North Texas Geological Society

Abstract


Basins of the Southwest, Vol. I [Papers presented at the 10th Annual Meeting of the Southwest Section, AAPG], 1968
Pages 54-70

Stratigraphy and Structure of the Deeper Marietta Basin of Oklahoma and Texas

H. H. Bradfield

Abstract

The Marietta Basin is located in southern Oklahoma, between the Muenster Arch on the southwest and Criner Hills Uplift on the northeast, extending from Love County, Oklahoma, southeastward through Cooke and Grayson counties, Texas, the deepest part being known as the Gordonville Trough.

The folded and faulted buried ridge on which the Southeast Marietta Field is located trends more southward than the present basin axis, dividing the basin. The thickest sections of Atoka and older sediments possibly were deposited north of the ridge.
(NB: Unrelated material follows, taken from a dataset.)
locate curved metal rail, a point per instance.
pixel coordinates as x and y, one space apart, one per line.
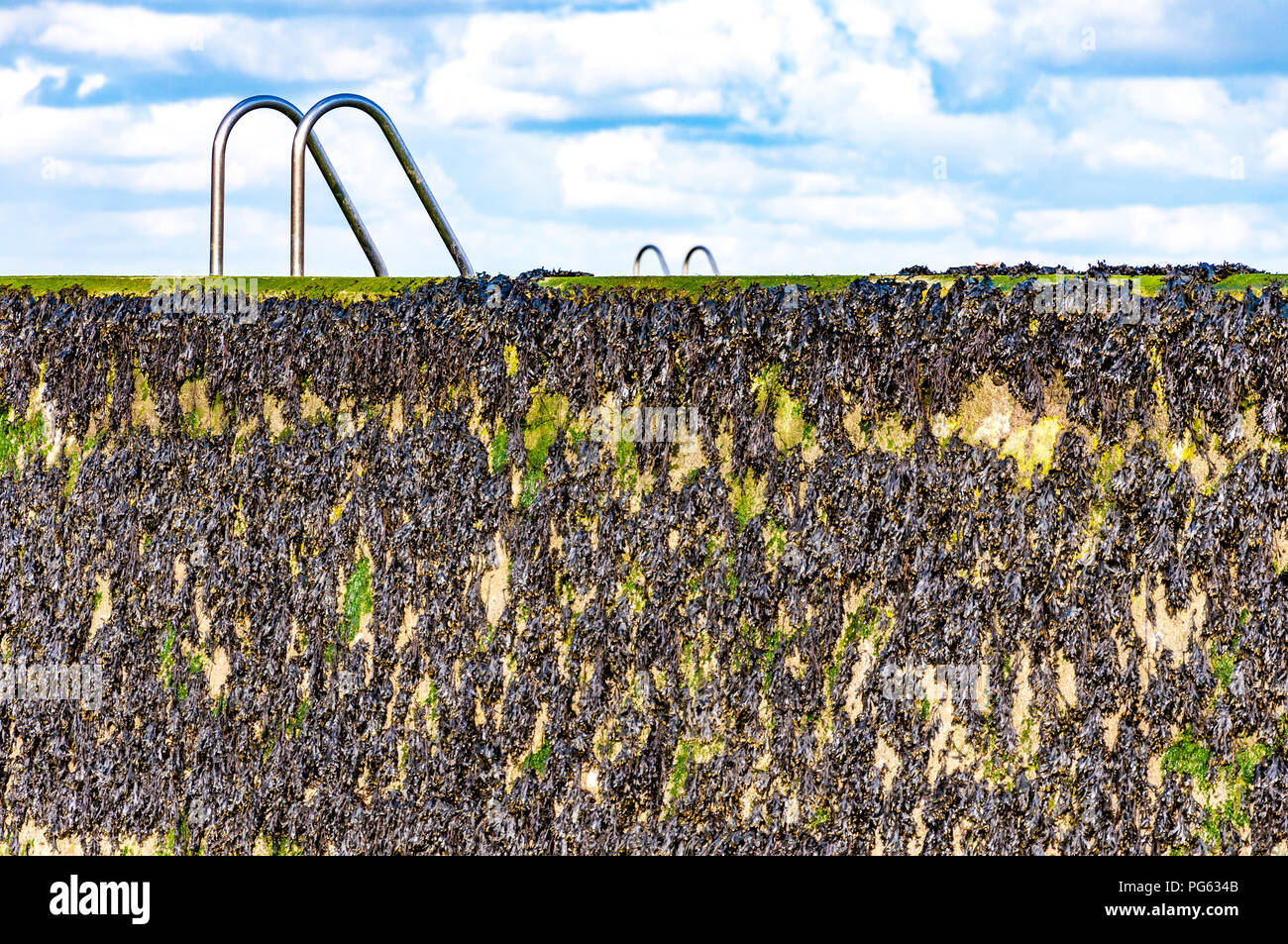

The Gordonville Trough developed in late Mississippian or early Pennsylvanian times from a gentle downwarp into a deep, relatively narrow trough with steep, often faulted sides. It grew progressively as it received up to 5000 feet or more sediments of Atoka, Morrow, and possibly Springer (Goddard?) age.

The Atoka and Morrow boundaries are indefinite with present knowledge. Some geologists place the top of the Atoka at the base of the Davis Sand (Grayson County). The author has placed the top at an oolictic limestone (Lester?) midway between the Baker and Davis sands. (Westheimer believes the “Micaceous Sand” in the Ardmore Basin Dornick Hills correlates with the micaceous Harthshorne Sandstone of the Arkoma Basin and the David Sand of Grayson County. The sand correlated as Davis or “Micaceous” in the southeast Marietta Field is several hundred feet higher stratigraphically than the Davis Sand of Grayson County.)

A thick section of pre-Atokan appears northward as well as eastward from the mid-basin ridge. This is believed to be mostly Morrowan-Lower Dornick Hills, Springer (Goddard?) and Caney. (The boundaries are indefinite and based on electrical log characteristics, guided by early sample work. Qualified determinations are necessary on later wells.)

Post-Atokan Dornick Hills likewise thickens eastward and northward in Grayson County, conversely thinning and disappearing southwestward against the lower faulted margin of the Muenster Uplift. The same components may be noted in the Des Moines or Strawn (Deesc), although the thickening here may be more related to the development of the present Gordonville Trough by foundering and filling during erosional destruction of the Ouachita Mountains.

More intense folding and thrust faulting, even deep within the basin, badly complicates structures and obscures stratigraphy due to loss of section. This loss of section is not due to non-deposition.